Du côté des pays européens, dont la France, la Belgique et le Canada – tous inclus dans la liste des 93 nations concernées –, la nouvelle est accueillie avec un mélange de compréhension et d’inquiétude. Les observateurs francophones soulignent que la Thaïlande tente d’équilibrer sa dépendance au tourisme de masse, qui représente environ 12 % de son PIB, avec la nécessité de préserver l’ordre public. Des capitales africaines francophones, où nombre de voyageurs d’affaires utilisaient le séjour prolongé pour explorer des opportunités économiques, s’interrogent sur les conséquences pour les circulations régionales. Bruxelles et Ottawa devraient suivre de près l’évolution des critères d’investissement, qui pourraient affecter les expatriés et les entrepreneurs.
En resserrant sa politique d’accueil, Bangkok s’aligne sur une tendance mondiale de durcissement des conditions d’entrée post-pandémie, tout en espérant ne pas compromettre la reprise touristique. La réduction à trente jours – jugée suffisante pour un voyage typique – pourrait toutefois dissuader les séjours prolongés privilégiés par les télétravailleurs et les retraités. L’enjeu, pour la Thaïlande, sera de démontrer que ce tour de vis ne dessert pas son attractivité, alors que des concurrents régionaux comme le Vietnam ou la Malaisie misent sur des politiques plus libérales. L’équilibre entre sécurité et ouverture reste à trouver, dans un pays où le tourisme demeure un pilier économique fragile.

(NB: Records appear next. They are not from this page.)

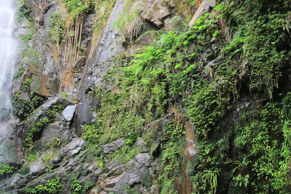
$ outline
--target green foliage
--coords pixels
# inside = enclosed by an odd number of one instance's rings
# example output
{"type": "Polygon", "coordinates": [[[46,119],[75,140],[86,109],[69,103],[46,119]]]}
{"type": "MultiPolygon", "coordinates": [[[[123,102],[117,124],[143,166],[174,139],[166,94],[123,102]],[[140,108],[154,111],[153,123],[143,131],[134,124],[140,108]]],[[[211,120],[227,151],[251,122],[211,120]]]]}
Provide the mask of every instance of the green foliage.
{"type": "Polygon", "coordinates": [[[42,128],[48,123],[49,122],[49,121],[47,118],[42,118],[38,122],[35,123],[34,125],[38,128],[42,128]]]}
{"type": "Polygon", "coordinates": [[[135,7],[127,10],[114,21],[113,26],[121,34],[120,42],[125,42],[129,38],[131,43],[137,38],[145,27],[144,19],[140,16],[140,8],[135,7]]]}
{"type": "Polygon", "coordinates": [[[26,41],[32,39],[32,35],[30,33],[27,33],[26,34],[23,34],[21,36],[21,40],[22,41],[26,41]]]}
{"type": "Polygon", "coordinates": [[[18,65],[17,66],[16,72],[14,74],[14,76],[13,77],[14,78],[14,79],[15,80],[17,80],[18,77],[19,77],[20,75],[21,75],[24,72],[24,71],[23,66],[22,66],[21,65],[18,65]]]}
{"type": "Polygon", "coordinates": [[[80,15],[90,12],[93,7],[94,1],[86,0],[63,0],[70,18],[75,19],[80,15]]]}
{"type": "Polygon", "coordinates": [[[2,175],[3,174],[11,173],[15,169],[15,168],[13,166],[10,166],[6,164],[0,164],[0,175],[2,175]]]}
{"type": "MultiPolygon", "coordinates": [[[[37,145],[38,141],[34,142],[35,138],[35,135],[36,132],[36,128],[42,128],[47,125],[49,121],[46,118],[42,118],[34,124],[33,127],[30,130],[25,141],[24,142],[23,150],[29,151],[30,155],[31,154],[31,151],[37,145]]],[[[37,158],[37,157],[36,158],[37,158]]]]}
{"type": "Polygon", "coordinates": [[[47,149],[53,151],[59,147],[60,145],[61,140],[59,139],[56,137],[52,137],[48,140],[45,145],[45,147],[47,149]]]}
{"type": "Polygon", "coordinates": [[[27,188],[25,190],[26,194],[48,193],[57,194],[61,192],[63,185],[61,182],[61,178],[57,177],[55,178],[48,180],[45,186],[38,185],[34,188],[27,188]]]}
{"type": "MultiPolygon", "coordinates": [[[[32,129],[32,130],[31,130],[31,131],[33,132],[33,130],[34,130],[34,129],[32,129]]],[[[32,133],[29,133],[28,137],[29,136],[29,137],[28,138],[27,138],[26,139],[26,146],[27,147],[30,147],[31,146],[33,146],[32,144],[32,136],[31,136],[32,135],[31,135],[31,134],[32,134],[32,133]]],[[[40,153],[39,153],[39,152],[37,152],[34,151],[30,151],[29,153],[26,153],[26,156],[25,156],[25,160],[26,160],[26,161],[28,162],[34,161],[38,158],[38,157],[39,157],[39,155],[40,155],[40,153]]]]}
{"type": "Polygon", "coordinates": [[[32,82],[32,79],[27,78],[25,79],[25,88],[28,89],[29,84],[32,82]]]}
{"type": "Polygon", "coordinates": [[[65,29],[66,27],[65,21],[62,19],[60,14],[56,13],[50,16],[51,20],[49,23],[50,28],[48,30],[50,35],[50,41],[58,45],[65,38],[65,29]]]}
{"type": "Polygon", "coordinates": [[[32,12],[31,12],[29,9],[23,6],[20,7],[18,10],[16,17],[17,20],[18,22],[20,22],[24,17],[27,18],[31,22],[33,21],[33,15],[32,13],[32,12]]]}
{"type": "MultiPolygon", "coordinates": [[[[82,136],[97,145],[121,137],[131,145],[143,125],[178,103],[195,137],[197,153],[187,164],[193,193],[290,193],[291,94],[249,106],[239,102],[242,94],[261,99],[276,94],[290,60],[290,2],[226,0],[214,10],[187,32],[161,33],[132,58],[117,57],[104,78],[110,90],[90,89],[100,104],[97,121],[83,128],[82,136]],[[235,112],[239,118],[227,119],[235,112]]],[[[125,14],[114,27],[126,34],[125,23],[141,23],[133,22],[134,14],[125,14]]],[[[161,146],[162,194],[175,192],[180,172],[184,128],[177,123],[162,127],[161,141],[157,130],[146,137],[147,145],[161,146]]],[[[125,154],[128,146],[117,151],[125,154]]],[[[114,154],[108,160],[121,155],[114,154]]]]}
{"type": "Polygon", "coordinates": [[[27,175],[30,172],[30,168],[28,163],[25,163],[23,166],[20,169],[19,173],[22,176],[27,175]]]}
{"type": "Polygon", "coordinates": [[[73,194],[78,194],[78,192],[81,190],[81,185],[80,184],[80,181],[78,179],[75,179],[72,181],[72,184],[71,185],[71,188],[73,189],[73,194]]]}

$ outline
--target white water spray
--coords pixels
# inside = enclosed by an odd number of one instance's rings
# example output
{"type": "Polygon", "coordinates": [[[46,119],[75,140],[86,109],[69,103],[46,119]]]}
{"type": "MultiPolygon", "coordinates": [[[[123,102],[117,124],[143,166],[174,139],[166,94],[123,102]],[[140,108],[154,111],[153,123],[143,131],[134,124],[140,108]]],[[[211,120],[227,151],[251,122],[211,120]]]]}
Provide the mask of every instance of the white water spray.
{"type": "Polygon", "coordinates": [[[14,13],[12,0],[0,0],[0,119],[2,120],[12,110],[10,92],[16,48],[13,37],[14,13]]]}

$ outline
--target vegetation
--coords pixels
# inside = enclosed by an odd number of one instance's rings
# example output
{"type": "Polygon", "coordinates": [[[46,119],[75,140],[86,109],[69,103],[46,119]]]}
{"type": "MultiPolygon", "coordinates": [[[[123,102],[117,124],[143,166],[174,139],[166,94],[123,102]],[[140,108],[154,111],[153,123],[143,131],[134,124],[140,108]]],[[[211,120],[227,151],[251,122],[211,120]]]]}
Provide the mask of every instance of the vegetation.
{"type": "Polygon", "coordinates": [[[127,38],[129,38],[132,43],[133,39],[138,37],[145,27],[145,21],[140,16],[140,8],[134,7],[131,8],[126,10],[125,13],[113,23],[113,27],[121,34],[119,40],[121,42],[125,42],[127,38]]]}
{"type": "Polygon", "coordinates": [[[189,32],[161,33],[132,58],[117,57],[104,78],[110,91],[91,88],[101,103],[83,137],[97,145],[120,137],[134,142],[143,125],[178,104],[188,110],[183,118],[161,127],[162,140],[152,133],[146,141],[152,148],[162,142],[161,193],[175,192],[187,119],[197,151],[187,167],[194,193],[290,193],[291,94],[283,85],[279,96],[277,88],[290,60],[291,6],[225,1],[189,32]],[[246,95],[250,105],[237,109],[246,95]]]}
{"type": "Polygon", "coordinates": [[[28,89],[29,88],[29,84],[32,82],[32,79],[27,78],[25,80],[25,88],[28,89]]]}
{"type": "Polygon", "coordinates": [[[0,164],[0,175],[2,175],[3,174],[11,173],[13,172],[15,168],[13,166],[11,166],[6,164],[0,164]]]}
{"type": "Polygon", "coordinates": [[[25,192],[26,194],[57,194],[60,193],[62,187],[61,178],[57,177],[48,180],[45,185],[38,185],[34,188],[27,188],[25,192]]]}
{"type": "Polygon", "coordinates": [[[35,109],[43,103],[44,99],[38,96],[32,97],[29,100],[20,99],[20,95],[16,94],[12,98],[13,112],[15,114],[25,118],[29,116],[35,109]]]}
{"type": "Polygon", "coordinates": [[[17,66],[17,69],[16,72],[14,74],[14,79],[15,80],[17,80],[18,78],[24,72],[24,68],[23,66],[21,65],[18,65],[17,66]]]}

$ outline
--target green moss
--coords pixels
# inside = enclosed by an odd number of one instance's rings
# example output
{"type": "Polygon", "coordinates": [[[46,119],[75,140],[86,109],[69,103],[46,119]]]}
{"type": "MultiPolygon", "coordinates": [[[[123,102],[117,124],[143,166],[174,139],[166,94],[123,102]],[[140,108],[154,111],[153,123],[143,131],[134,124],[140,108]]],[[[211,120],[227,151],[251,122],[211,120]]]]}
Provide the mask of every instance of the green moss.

| Presse du Golfe arabe | 0.00 | neutral |
|---|---|---|
| Presse chinoise | −0.20 | neutral |
| Presse russe et CEI | −0.10 | neutral |
| Presse européenne continentale | −0.30 | critical |
La presse du Golfe rapporte la décision thaïlandaise comme une mesure technique et administrative, se concentrant sur les déclarations du ministre des Affaires étrangères concernant la prévention de la criminalité. Le ton est neutre et descriptif, sans emphase émotionnelle ni jugement moral. L'article souligne que la réduction de 60 à 30 jours concerne 93 pays et est présentée comme un ajustement réglementaire normal.
La presse chinoise présente la décision comme une réaction à une série de crimes contre des touristes qui ont suscité la colère du public, soulignant la pression sociale. Tout en rapportant les mesures proposées (réduction à 30 jours et révision des visas pour investisseurs, nomades numériques, etc.), elle maintient un ton mesuré, avec des allusions à la nécessité d'un contrôle plus strict. L'article cite la visite du vice-Premier ministre Anutin à Phuket et sa promesse de tolérance zéro, suggérant une approche prudente mais non alarmiste.
La presse russe rapporte l'information de manière factuelle, citant le ministre thaïlandais des Affaires étrangères et la proposition de réduire de moitié la période sans visa. Il est souligné que le ministre ne s'attend pas à une opposition des autres ministères et qu'une réduction des catégories de visas est également en discussion. Le ton est neutre et descriptif, sans insistance particulière sur les implications pour les touristes russes, mais avec une mention qu'aucune nationalité ne sera discriminée.
La presse européenne continentale rapporte la décision avec un ton légèrement critique, citant le ministre qui admet que 60 jours sont 'peut-être trop longs' et que certaines personnes abusent du visa à des fins illégales. Il est souligné que la proposition avait déjà été préparée par l'administration précédente et reportée en raison des élections, suggérant un certain scepticisme quant au calendrier. L'article se concentre sur la nécessité d'un contrôle plus strict, avec un horizon incluant les consultations avec les autorités responsables.